Choosing labels and colors
You will assign colors to the rectangles based on the project's program (CDBG, Streets and Roads, etc). You should use the default color for any rectangle that became too small to split. We will use the project names as labels. You should orient the labels in the rectangles left-to-right or bottom-up depending on whether the width or the height of the rectangle is larger. Do not label any rectangle that has a width (height) of less than .03. Also, the labels should be clipped (truncated) to fit within 60% of the width/height of the rectangle.
You are on your own for deciding what functions to write. We highly
recommend that you figure out what functions you need before you start
writing code and test those functions as you go.

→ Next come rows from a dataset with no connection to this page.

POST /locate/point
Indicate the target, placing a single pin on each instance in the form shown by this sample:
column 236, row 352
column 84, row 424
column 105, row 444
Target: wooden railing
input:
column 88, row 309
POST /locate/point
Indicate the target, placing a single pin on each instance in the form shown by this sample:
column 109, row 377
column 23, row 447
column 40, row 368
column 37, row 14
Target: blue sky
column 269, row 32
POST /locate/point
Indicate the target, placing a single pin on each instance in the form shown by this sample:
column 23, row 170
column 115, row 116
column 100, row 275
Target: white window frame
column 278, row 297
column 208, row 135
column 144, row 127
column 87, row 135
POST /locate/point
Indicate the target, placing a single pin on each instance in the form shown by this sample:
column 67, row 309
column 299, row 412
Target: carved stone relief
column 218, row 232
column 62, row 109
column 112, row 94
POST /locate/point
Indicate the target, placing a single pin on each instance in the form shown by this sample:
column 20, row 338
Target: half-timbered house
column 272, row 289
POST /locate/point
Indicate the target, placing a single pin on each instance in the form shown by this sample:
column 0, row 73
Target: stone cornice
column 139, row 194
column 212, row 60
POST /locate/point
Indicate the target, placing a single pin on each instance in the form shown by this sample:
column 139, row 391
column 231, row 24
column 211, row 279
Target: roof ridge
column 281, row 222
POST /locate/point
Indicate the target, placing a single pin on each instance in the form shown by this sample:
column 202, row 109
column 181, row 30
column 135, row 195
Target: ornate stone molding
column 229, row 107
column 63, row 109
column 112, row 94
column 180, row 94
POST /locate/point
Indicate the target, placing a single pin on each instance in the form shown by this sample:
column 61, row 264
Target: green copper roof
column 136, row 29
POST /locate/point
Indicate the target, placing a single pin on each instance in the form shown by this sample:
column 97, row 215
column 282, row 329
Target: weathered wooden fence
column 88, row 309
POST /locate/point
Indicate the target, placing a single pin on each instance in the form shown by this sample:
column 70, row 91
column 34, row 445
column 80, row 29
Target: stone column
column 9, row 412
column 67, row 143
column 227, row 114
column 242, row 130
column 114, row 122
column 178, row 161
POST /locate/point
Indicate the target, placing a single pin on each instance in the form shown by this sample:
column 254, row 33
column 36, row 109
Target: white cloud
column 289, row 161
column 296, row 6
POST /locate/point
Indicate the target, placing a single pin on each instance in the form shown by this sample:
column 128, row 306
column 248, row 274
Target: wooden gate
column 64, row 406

We will be using GenDraw (API), which is a generalization of the StdDraw library provided by S&W to draw pictures. Section 1.5 of S&W contains a description of how to use StdDraw. For the purposes of this project, the main differences between GenDraw and StdDraw are that GenDraw allows you to have multiple canvases, rotate text, and clip text to fit within a certain range. The main function in Treemap.java contains code for setting up the canvas.
The file Sample.java contains
a set of simple examples that use GenDraw.
The StimulusTree constructor handles the details of dealing with parsing the stimulus data. Given the name of a file containing stimulus data it builds a tree from the data in that file. (Warning: the code to generate the tree is complicated. You DO NOT need to understand how it works. Abstraction is your friend!) In addition to the constructor, the StimulusTree class has access methods for getting labels, weights, projects, and children and for setting weights.
The StimulusTree constructor sets the initial weights to zero.
Make sure your name and CNET ID are at the top of TreeMap.java and then check your code into PhoenixForge.
We strongly recommend that you check your code into PhoenixForge at regular intervals!